My name is Matheo Dávila Castaño, I’m 29 years old and I am originally from Colombia. This is the first time in my life that I see a national strike of this magnitude. As people may know worldwide, Colombia is a controversial country when tackling violence, drug trafficking and social policies. More recently, the Covid-19 pandemic has hit Colombian citizens extremely hard. Contrary to other parts of the world, vaccine rollout is very poorly managed and lacks resources. That of course puts people down, and the general sentiment is fear, anguish and anxiety.
“The Covid-19 pandemic has hit Colombian citizens extremely hard”
The national strike is a consequence of a tributary reform introduced by PM Iván Duque to collect taxes. As usual, the greatest impact falls into middle class. Obviously, most of the people refused this biased regulation and went on strike throughout the country. We are all very angry because the government is implementing these regulations and at the same time limiting people’s right to protest on the streets. There has been a clear abuse of power by local and national authorities including police and the military. Local spaces are now militarized.

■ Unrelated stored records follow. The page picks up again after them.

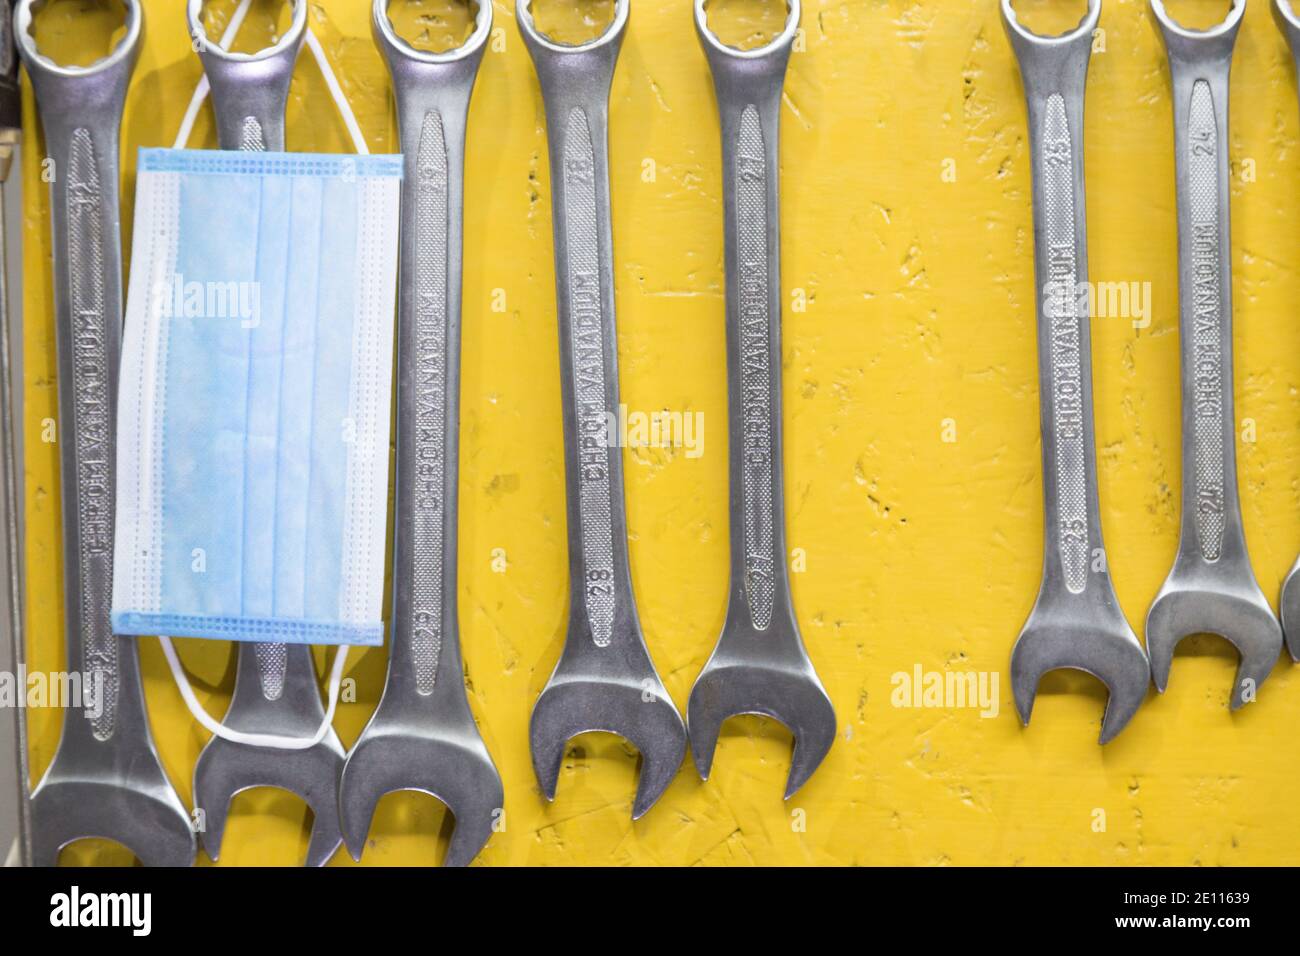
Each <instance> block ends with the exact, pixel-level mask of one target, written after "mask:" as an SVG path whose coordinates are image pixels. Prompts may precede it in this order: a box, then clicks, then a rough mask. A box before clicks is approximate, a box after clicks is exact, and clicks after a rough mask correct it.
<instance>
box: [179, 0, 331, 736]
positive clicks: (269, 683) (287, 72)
mask: <svg viewBox="0 0 1300 956" xmlns="http://www.w3.org/2000/svg"><path fill="white" fill-rule="evenodd" d="M292 3H294V9H292V20H291V21H290V25H289V30H286V31H285V34H283V36H281V38H279V40H278V42H277V43H276V44H274V46H272V47H268V48H266V49H261V51H257V52H256V53H231V52H229V51H226V49H222V48H221V47H220V44H216V43H213V42H212V40H211V39H209V38H208V35H207V31H205V30H204V27H203V20H201V14H203V0H188V4H187V8H186V16H187V18H188V25H190V39H191V42H192V43H194V47H195V51H196V52H198V55H199V60H200V61H201V62H203V72H204V75H205V77H207V79H208V86H209V88H211V91H212V111H213V114H214V117H216V122H217V146H218V147H220V148H222V150H235V151H242V152H282V151H283V148H285V107H286V104H287V101H289V85H290V82H291V81H292V77H294V65H295V64H296V61H298V53H299V52H300V51H302V46H303V39H304V38H305V35H307V3H305V0H292ZM250 334H251V333H250ZM238 657H239V659H238V671H237V675H235V691H234V698H246V697H244V696H246V695H250V696H251V695H252V693H253V691H252V689H251V688H256V692H257V693H259V695H260V697H261V701H257V700H252V704H251V705H252V706H263V701H265V702H270V701H279V700H286V701H291V700H292V698H294V697H299V698H303V701H304V706H302V708H300V709H302V710H303V711H304V713H312V704H311V700H308V697H309V698H317V700H318V696H320V695H318V691H317V689H316V667H315V665H313V663H312V659H311V650H309V649H308V648H305V646H295V648H290V646H287V645H283V644H272V643H257V644H253V646H252V648H244V646H240V649H239V656H238ZM286 691H287V693H289V696H287V697H286ZM246 700H247V698H246ZM239 702H240V704H243V702H244V701H243V700H240V701H239ZM231 709H233V710H235V713H237V714H238V713H239V710H240V708H235V701H234V700H233V701H231Z"/></svg>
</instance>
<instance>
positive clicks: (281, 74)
mask: <svg viewBox="0 0 1300 956" xmlns="http://www.w3.org/2000/svg"><path fill="white" fill-rule="evenodd" d="M203 4H204V0H188V3H187V8H186V16H187V18H188V23H190V39H191V42H192V43H194V51H195V52H196V53H198V55H199V60H201V61H203V72H204V74H205V75H207V78H208V85H209V86H211V88H212V109H213V112H214V114H216V120H217V142H218V143H220V146H221V148H222V150H243V151H246V152H248V151H253V152H263V151H265V152H282V151H283V148H285V104H286V103H287V101H289V85H290V82H291V81H292V77H294V64H295V61H296V60H298V52H299V51H300V49H302V46H303V38H304V36H305V30H307V0H292V20H291V21H290V26H289V30H286V31H285V34H283V36H281V38H279V40H278V42H277V43H276V44H274V46H272V47H268V48H266V49H263V51H259V52H256V53H231V52H229V51H222V49H221V48H220V47H218V46H217V44H214V43H212V42H211V40H209V39H208V35H207V33H205V31H204V29H203V20H201V16H203Z"/></svg>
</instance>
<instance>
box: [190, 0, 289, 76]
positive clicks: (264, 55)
mask: <svg viewBox="0 0 1300 956" xmlns="http://www.w3.org/2000/svg"><path fill="white" fill-rule="evenodd" d="M204 3H207V0H188V3H187V5H186V17H187V18H188V21H190V39H192V40H194V44H195V47H194V52H195V53H199V55H200V56H201V55H209V56H216V57H220V59H222V60H237V61H239V62H251V61H255V60H270V59H273V57H276V56H278V55H279V53H283V52H285V51H289V49H292V51H294V52H295V56H296V51H298V44H299V43H302V39H303V34H304V33H305V31H307V0H289V3H290V4H292V8H294V17H292V20H291V21H290V22H289V29H287V30H286V31H285V34H283V35H282V36H281V38H279V39H278V40H277V42H276V43H273V44H270V46H269V47H266V48H265V49H259V51H257V52H255V53H234V52H231V51H229V49H222V48H221V44H220V43H217V42H214V40H212V39H211V38H209V36H208V31H207V30H205V29H204V26H203V4H204Z"/></svg>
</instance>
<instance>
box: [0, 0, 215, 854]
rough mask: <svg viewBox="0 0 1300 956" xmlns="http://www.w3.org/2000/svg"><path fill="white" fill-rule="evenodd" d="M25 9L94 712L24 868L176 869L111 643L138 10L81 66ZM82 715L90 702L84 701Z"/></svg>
mask: <svg viewBox="0 0 1300 956" xmlns="http://www.w3.org/2000/svg"><path fill="white" fill-rule="evenodd" d="M34 3H35V0H19V3H18V5H17V8H16V10H14V36H16V39H17V42H18V49H19V53H21V55H22V60H23V64H25V65H26V68H27V75H29V77H30V78H31V85H32V88H34V90H35V94H36V105H38V111H39V113H40V121H42V126H43V129H44V134H45V151H47V155H48V157H49V159H51V160H52V163H53V169H55V178H53V182H52V183H51V187H49V200H51V208H52V213H53V216H52V219H53V226H52V232H51V245H52V247H53V263H55V333H56V336H55V341H56V350H57V365H59V420H60V432H61V434H60V442H59V447H60V485H61V490H62V524H64V576H65V593H64V619H65V628H66V637H68V665H66V666H68V670H69V672H72V674H79V675H82V680H83V688H98V689H96V691H95V695H94V696H96V697H98V698H99V700H98V701H94V704H95V706H88V709H87V710H86V711H85V713H78V711H73V710H68V711H66V713H65V714H64V727H62V736H61V737H60V741H59V749H57V750H56V752H55V758H53V761H52V762H51V765H49V769H48V770H47V771H45V775H44V778H43V779H42V780H40V783H39V784H38V786H36V790H35V791H34V792H32V795H31V819H32V861H34V862H35V864H36V865H38V866H53V865H55V864H56V862H57V860H59V851H60V849H62V848H64V847H65V845H68V844H69V843H72V842H73V840H78V839H82V838H87V836H100V838H107V839H112V840H116V842H118V843H121V844H122V845H125V847H126V848H127V849H130V851H131V852H133V853H135V856H136V857H138V858H139V860H140V861H142V862H144V864H146V865H159V866H188V865H190V864H192V862H194V855H195V836H194V829H192V827H191V825H190V814H188V813H186V809H185V806H183V805H182V803H181V799H179V797H178V796H177V793H175V791H174V790H173V788H172V784H170V782H169V780H168V778H166V773H165V771H164V770H162V763H161V762H160V760H159V754H157V750H156V749H155V747H153V739H152V735H151V734H149V724H148V711H147V709H146V705H144V688H143V687H142V684H140V669H139V658H138V648H136V639H135V637H123V636H118V635H114V633H113V631H112V624H110V622H109V610H110V602H112V585H113V518H114V515H113V497H114V481H113V468H114V466H116V453H114V433H116V428H117V376H118V356H120V352H121V337H122V237H121V212H120V194H118V172H120V170H118V135H120V131H121V121H122V108H123V105H125V101H126V88H127V86H129V83H130V79H131V73H133V72H134V68H135V61H136V59H138V56H139V51H140V36H142V34H143V27H144V22H143V17H144V14H143V10H142V9H140V4H139V0H122V3H123V5H125V7H126V25H125V35H123V36H122V39H121V42H120V43H118V44H117V47H116V48H114V49H113V51H112V52H110V53H109V55H108V56H107V57H104V59H103V60H99V61H98V62H95V64H92V65H90V66H85V68H83V66H60V65H59V64H56V62H53V61H52V60H49V59H48V57H45V56H43V55H42V53H40V52H39V51H38V49H36V43H35V40H34V39H32V35H31V8H32V5H34ZM87 704H91V701H87Z"/></svg>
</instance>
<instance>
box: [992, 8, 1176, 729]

For example, my family lives in a little town called Cocorná in the region of Antioquia where most people are farmers and cattle breeders. Those people are protesting peacefully, but local authorities are counteracting by sending out an excessive use of their military force… Why? That is the biggest reason to keep protesting on the streets. There have been dead protestors all over the country and politicians haven’t spoken out! Not a single one of them. People are very discontent. Media keeps categorizing us as rebels, sensationalism frames us as violent people. We are just protesting peacefully.
“We are just fighting for […] respect to human dignity and freedom of speech”

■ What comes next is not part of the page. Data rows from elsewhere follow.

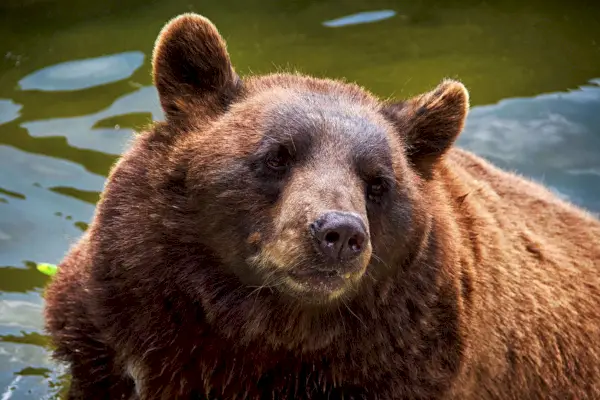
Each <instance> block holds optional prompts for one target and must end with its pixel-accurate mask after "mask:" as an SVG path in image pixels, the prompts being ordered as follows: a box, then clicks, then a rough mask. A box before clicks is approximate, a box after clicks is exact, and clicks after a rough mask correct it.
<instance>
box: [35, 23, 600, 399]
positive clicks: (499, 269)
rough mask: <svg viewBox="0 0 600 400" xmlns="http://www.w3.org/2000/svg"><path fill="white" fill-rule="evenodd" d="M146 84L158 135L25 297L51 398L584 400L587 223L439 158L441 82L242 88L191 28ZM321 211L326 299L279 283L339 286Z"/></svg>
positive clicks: (445, 149)
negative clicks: (62, 390)
mask: <svg viewBox="0 0 600 400" xmlns="http://www.w3.org/2000/svg"><path fill="white" fill-rule="evenodd" d="M153 66H154V71H153V73H154V78H155V83H156V86H157V88H158V91H159V94H160V100H161V104H162V106H163V108H164V110H165V113H166V116H167V118H166V121H165V122H162V123H156V124H155V125H154V126H153V128H152V129H150V130H148V131H147V132H144V133H141V134H140V135H139V136H138V137H137V138H136V140H135V143H134V144H133V146H132V148H131V149H130V150H129V151H127V152H126V154H124V155H123V157H122V158H121V160H120V161H119V163H118V164H117V165H116V166H115V167H114V168H113V170H112V171H111V174H110V176H109V179H108V181H107V185H106V188H105V190H104V192H103V195H102V199H101V201H100V202H99V204H98V207H97V210H96V214H95V216H94V220H93V222H92V224H91V225H90V228H89V230H88V231H87V233H86V234H85V235H84V236H83V237H82V238H81V240H80V241H79V242H78V243H77V244H76V245H75V246H74V247H73V248H72V249H71V251H70V252H69V254H68V255H67V256H66V257H65V259H64V260H63V262H62V263H61V265H60V270H59V271H60V272H59V274H58V275H57V276H56V279H55V280H54V281H53V283H52V284H51V285H50V287H49V288H48V291H47V295H46V299H47V308H46V321H47V329H48V331H49V333H50V335H51V336H52V339H53V341H54V343H55V345H56V351H55V356H56V357H57V358H58V359H59V360H62V361H64V362H66V363H68V364H69V366H70V368H71V373H72V384H71V388H70V395H69V396H70V397H69V398H70V399H73V400H74V399H85V400H93V399H108V398H110V399H119V398H123V399H126V398H131V399H143V400H146V399H174V398H178V399H385V400H387V399H467V400H468V399H502V400H508V399H592V398H600V315H599V314H600V274H599V271H598V269H599V268H600V222H599V221H598V220H597V219H595V218H594V217H593V216H592V215H590V214H588V213H586V212H585V211H583V210H580V209H578V208H576V207H575V206H573V205H570V204H568V203H566V202H564V201H562V200H560V199H558V198H557V197H555V196H554V195H553V194H551V193H550V192H549V191H548V190H546V189H545V188H543V187H541V186H539V185H538V184H535V183H532V182H530V181H528V180H526V179H523V178H522V177H518V176H516V175H514V174H510V173H507V172H504V171H501V170H499V169H497V168H495V167H494V166H492V165H490V164H489V163H487V162H486V161H484V160H482V159H481V158H478V157H476V156H474V155H472V154H470V153H468V152H465V151H462V150H459V149H456V148H453V147H452V145H453V143H454V141H455V139H456V137H457V136H458V135H459V133H460V132H461V130H462V127H463V123H464V120H465V117H466V115H467V112H468V95H467V91H466V89H465V88H464V87H463V85H462V84H460V83H458V82H456V81H450V80H447V81H444V82H442V83H441V84H440V85H439V86H438V87H437V88H436V89H434V90H433V91H431V92H429V93H426V94H424V95H422V96H419V97H416V98H413V99H409V100H406V101H402V102H400V103H396V104H389V103H385V102H381V101H379V100H378V99H376V98H375V97H374V96H372V95H370V94H369V93H367V92H366V91H365V90H363V89H361V88H359V87H357V86H355V85H351V84H345V83H341V82H336V81H331V80H319V79H313V78H310V77H305V76H299V75H269V76H263V77H252V78H245V79H243V80H242V79H240V78H239V77H238V76H237V75H236V73H235V71H234V69H233V67H232V66H231V64H230V61H229V56H228V54H227V51H226V49H225V45H224V42H223V40H222V38H221V36H220V35H219V34H218V32H217V30H216V29H215V27H214V26H213V25H212V24H211V23H210V22H209V21H208V20H206V19H204V18H203V17H200V16H197V15H192V14H187V15H183V16H181V17H178V18H176V19H175V20H173V21H171V22H170V23H169V24H168V25H167V26H166V27H165V29H164V30H163V31H162V32H161V34H160V37H159V40H158V41H157V44H156V49H155V53H154V60H153ZM532 134H534V132H532ZM328 210H337V211H342V212H348V213H352V214H353V215H355V216H356V218H360V220H361V221H362V222H363V223H364V224H365V227H366V231H367V234H368V238H367V243H366V244H365V247H364V249H363V251H362V253H361V255H360V256H359V257H357V258H356V259H355V260H353V261H351V262H350V261H349V262H348V263H347V264H345V265H344V268H345V269H344V271H346V270H348V271H353V272H352V273H348V274H346V273H344V274H343V277H342V276H341V275H340V276H337V277H336V278H335V279H337V281H336V282H337V283H336V285H337V286H336V287H335V290H333V289H331V290H329V289H330V288H331V286H322V285H321V286H319V284H315V283H314V282H313V283H311V282H312V281H307V280H302V279H299V278H298V276H300V277H302V276H305V275H303V274H306V273H314V272H315V271H317V272H318V273H319V274H320V273H321V272H323V271H325V270H326V271H329V273H331V274H333V275H335V274H336V273H337V271H338V269H339V270H340V271H341V270H342V267H341V266H339V265H331V264H328V263H327V262H326V261H325V260H324V259H323V258H322V257H321V255H320V254H319V252H318V251H317V250H316V247H315V246H314V245H313V243H312V238H311V236H310V232H309V229H308V226H309V225H310V223H311V222H312V221H314V220H315V219H316V218H318V217H319V215H322V213H323V212H325V211H328ZM328 276H329V275H328ZM297 278H298V279H297ZM321 278H322V279H323V280H326V279H329V278H324V275H323V276H321ZM342 278H343V279H342ZM331 279H333V278H331ZM327 282H329V283H331V282H332V281H331V282H330V281H327Z"/></svg>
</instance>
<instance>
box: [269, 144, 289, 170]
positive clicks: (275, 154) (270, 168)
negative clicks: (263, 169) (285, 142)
mask: <svg viewBox="0 0 600 400" xmlns="http://www.w3.org/2000/svg"><path fill="white" fill-rule="evenodd" d="M265 164H266V165H267V167H269V168H270V169H272V170H273V171H277V172H282V171H285V170H286V169H287V168H288V166H289V164H290V154H289V153H288V151H287V150H286V149H285V148H283V147H282V148H280V149H278V151H277V152H275V153H271V154H268V155H267V157H266V158H265Z"/></svg>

Of course, there are others here and there who protest violently, but the vast majority are good people. There are so many others without resources that don’t even march because they have to focus on earning their living. We just don’t agree with being taxed higher when minimum wage doesn’t even allow a normal family to pay their monthly rent and food. Additionally, those reforms are aiming at privatizing health services and other social resources.
PM Iván Duque and the government will have to talk with the people or the national strike is unlikely to stop just now. We need to reach an agreement. We are not even talking about first-world amenities such as the ones people have in Europe, United Kingdom and the US. Since we have been so impacted by the Covid-19 pandemic, we are just fighting for justice and fairer social policies including education, health and most of all, respect to human dignity and freedom of speech.